Product placement

Like many people, I first became aware of product placement because of the 1964 movie Goldfinger, in which James Bond drove his now trademark Aston Martin DB5. As the story goes, producers Albert Broccoli and Harry Salzman said to the Aston Martin Company: “Give us a car.” Its reply: “How much will you pay?” Their response: “Nothing, but you’ll get some great publicity.”

This turned out to be very much the case. Aston Martin got such a boost to sales, that they repeated the formula with Bond films again and again; so much so that an upmarket sports car became an essential part of the James Bond brand (could anybody even imagine Bond waiting at a bus-stop in order to confront his arch-baddie?).

By the time 1995 came along with Goldeneye, the secret agent had changed allegiance to BMW. According to The Huffington Reporter, BMW sold 9,000 of the BMW Z3 roadster featured, in the first month of the film’s release.
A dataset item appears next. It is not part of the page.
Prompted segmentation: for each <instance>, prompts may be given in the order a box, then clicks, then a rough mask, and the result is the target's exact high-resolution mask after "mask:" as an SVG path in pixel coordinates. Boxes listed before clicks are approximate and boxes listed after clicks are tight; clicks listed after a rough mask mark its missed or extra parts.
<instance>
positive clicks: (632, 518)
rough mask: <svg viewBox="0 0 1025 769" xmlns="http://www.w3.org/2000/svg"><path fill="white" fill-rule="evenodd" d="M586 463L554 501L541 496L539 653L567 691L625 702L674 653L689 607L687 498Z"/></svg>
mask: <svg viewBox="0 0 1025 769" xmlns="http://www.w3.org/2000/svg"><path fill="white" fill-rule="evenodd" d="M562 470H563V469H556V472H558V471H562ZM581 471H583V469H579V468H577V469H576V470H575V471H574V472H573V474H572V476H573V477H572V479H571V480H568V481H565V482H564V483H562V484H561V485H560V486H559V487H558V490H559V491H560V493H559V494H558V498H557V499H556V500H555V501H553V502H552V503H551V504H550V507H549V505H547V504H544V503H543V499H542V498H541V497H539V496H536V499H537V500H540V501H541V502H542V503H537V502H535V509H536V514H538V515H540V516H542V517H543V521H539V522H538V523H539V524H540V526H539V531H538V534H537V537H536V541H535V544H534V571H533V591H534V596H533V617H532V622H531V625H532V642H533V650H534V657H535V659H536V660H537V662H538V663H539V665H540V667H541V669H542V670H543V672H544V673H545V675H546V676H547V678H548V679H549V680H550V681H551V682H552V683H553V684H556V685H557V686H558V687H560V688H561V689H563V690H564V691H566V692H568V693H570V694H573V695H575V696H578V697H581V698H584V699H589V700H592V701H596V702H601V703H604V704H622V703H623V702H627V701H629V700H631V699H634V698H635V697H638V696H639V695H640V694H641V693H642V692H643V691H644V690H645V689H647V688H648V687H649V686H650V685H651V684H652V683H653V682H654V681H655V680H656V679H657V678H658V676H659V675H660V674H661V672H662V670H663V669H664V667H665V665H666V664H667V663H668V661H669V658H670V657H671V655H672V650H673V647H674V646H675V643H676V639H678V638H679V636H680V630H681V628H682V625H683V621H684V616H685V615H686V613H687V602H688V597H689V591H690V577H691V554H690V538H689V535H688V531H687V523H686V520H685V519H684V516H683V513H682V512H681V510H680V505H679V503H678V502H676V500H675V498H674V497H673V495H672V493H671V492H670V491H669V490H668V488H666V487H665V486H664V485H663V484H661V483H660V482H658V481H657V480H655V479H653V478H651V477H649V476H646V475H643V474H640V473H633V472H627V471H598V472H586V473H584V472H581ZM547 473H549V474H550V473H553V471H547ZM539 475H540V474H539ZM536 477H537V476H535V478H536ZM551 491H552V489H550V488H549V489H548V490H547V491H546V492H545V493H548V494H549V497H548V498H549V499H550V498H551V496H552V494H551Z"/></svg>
Given that the sales refer to one model in one month and don’t take into account the following years and spin-off publicity for BMW models generally, the “undisclosed” sum that BMW paid the Bond movie folks for product placement could have been well into millions of dollars – and still have been very cheap.
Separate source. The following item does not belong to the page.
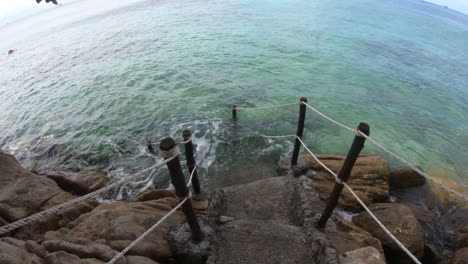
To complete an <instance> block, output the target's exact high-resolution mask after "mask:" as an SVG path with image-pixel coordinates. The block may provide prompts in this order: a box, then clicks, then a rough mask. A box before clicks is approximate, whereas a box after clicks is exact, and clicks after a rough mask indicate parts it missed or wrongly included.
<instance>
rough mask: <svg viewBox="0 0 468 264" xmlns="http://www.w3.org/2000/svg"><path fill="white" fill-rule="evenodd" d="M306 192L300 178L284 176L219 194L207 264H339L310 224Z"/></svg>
mask: <svg viewBox="0 0 468 264" xmlns="http://www.w3.org/2000/svg"><path fill="white" fill-rule="evenodd" d="M301 189H302V186H301V185H300V184H299V183H298V181H297V179H295V178H294V177H292V176H283V177H273V178H268V179H265V180H260V181H257V182H253V183H249V184H243V185H238V186H232V187H228V188H224V189H221V190H220V191H218V192H216V194H215V195H214V197H212V198H211V200H210V202H211V203H212V204H215V205H216V206H214V207H210V209H209V214H210V215H211V216H213V217H218V221H217V222H218V224H219V225H218V229H217V233H216V239H215V241H214V244H213V247H212V252H213V254H212V255H211V256H210V257H209V258H208V261H207V263H210V264H214V263H339V260H338V256H337V255H336V252H335V250H334V249H333V247H331V245H330V244H329V241H328V240H327V239H326V237H325V235H324V234H323V233H321V232H320V231H318V230H316V229H315V228H314V227H313V224H311V219H310V217H312V215H313V213H311V211H310V210H308V211H307V210H305V209H306V208H307V206H305V207H303V204H302V200H301V197H299V196H300V194H299V193H298V191H300V190H301ZM296 209H297V210H296ZM298 211H301V212H300V213H299V214H300V217H299V218H301V219H300V221H298V219H297V218H298V217H297V215H298ZM304 211H307V212H304ZM309 214H312V215H309ZM298 223H301V225H299V224H298Z"/></svg>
In many ways, product placement in movies has become too common. A good example of rather a lot of product placement was the 2005 Tom Hanks movie Cast Away. When I watched the film, it didn’t seem so much a movie with a story-line, but more like a very long advert for Federal Express parcel delivery and Wilson sporting goods. But it looks like I am in a tiny minority – the film was both a critical and financial success at a budget of US$90 million and with box office receipts of $429.6 million.
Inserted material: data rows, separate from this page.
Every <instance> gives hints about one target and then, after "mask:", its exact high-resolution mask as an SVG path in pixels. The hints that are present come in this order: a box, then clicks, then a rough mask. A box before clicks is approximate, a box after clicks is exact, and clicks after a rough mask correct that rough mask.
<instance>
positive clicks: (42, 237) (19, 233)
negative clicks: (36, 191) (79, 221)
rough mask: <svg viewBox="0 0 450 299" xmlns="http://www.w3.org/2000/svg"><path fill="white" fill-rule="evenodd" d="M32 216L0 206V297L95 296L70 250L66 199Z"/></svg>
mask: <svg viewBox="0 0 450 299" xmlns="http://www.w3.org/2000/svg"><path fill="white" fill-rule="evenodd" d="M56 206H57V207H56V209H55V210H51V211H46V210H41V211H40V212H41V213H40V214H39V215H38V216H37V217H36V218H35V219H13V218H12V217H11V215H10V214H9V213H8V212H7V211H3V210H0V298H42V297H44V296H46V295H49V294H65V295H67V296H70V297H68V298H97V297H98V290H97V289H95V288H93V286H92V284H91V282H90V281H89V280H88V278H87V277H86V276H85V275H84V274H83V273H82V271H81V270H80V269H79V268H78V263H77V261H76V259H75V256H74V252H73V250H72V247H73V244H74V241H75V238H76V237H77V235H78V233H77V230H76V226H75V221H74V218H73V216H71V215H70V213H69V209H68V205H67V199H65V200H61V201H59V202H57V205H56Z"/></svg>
Product placement is actually rather old. The generally regarded first product placement in the mass media took place in 1902 in the German magazine Die Woche which had a photograph, but not just any photograph. A countess held a copy of the magazine, making the article simultaneously an advert for the magazine itself. In 1925, the movie The Lost World had an important scene with a Corona typewriter. Products have been gaining market share via movies and television shows regularly ever since.

There are some strange dynamics with product placement. Sometimes they morph into something far from the original. A good example of this is the soap opera – a term coined because Procter & Gamble and Unilever funded radio and TV dramas in the 1930s to 1950s to promote detergents to home-makers. The broadcast times fitted in with the time when women were at home, focusing on housework.

The format was new – half-hour episodes, spread out to one per week. Each episode picked up where the last one left off, and the story line generally didn’t really have much of a direction; it just kept on going. The format lives on today, stronger than ever, yet strangely divorced from anything to do with the detergents that spawned it.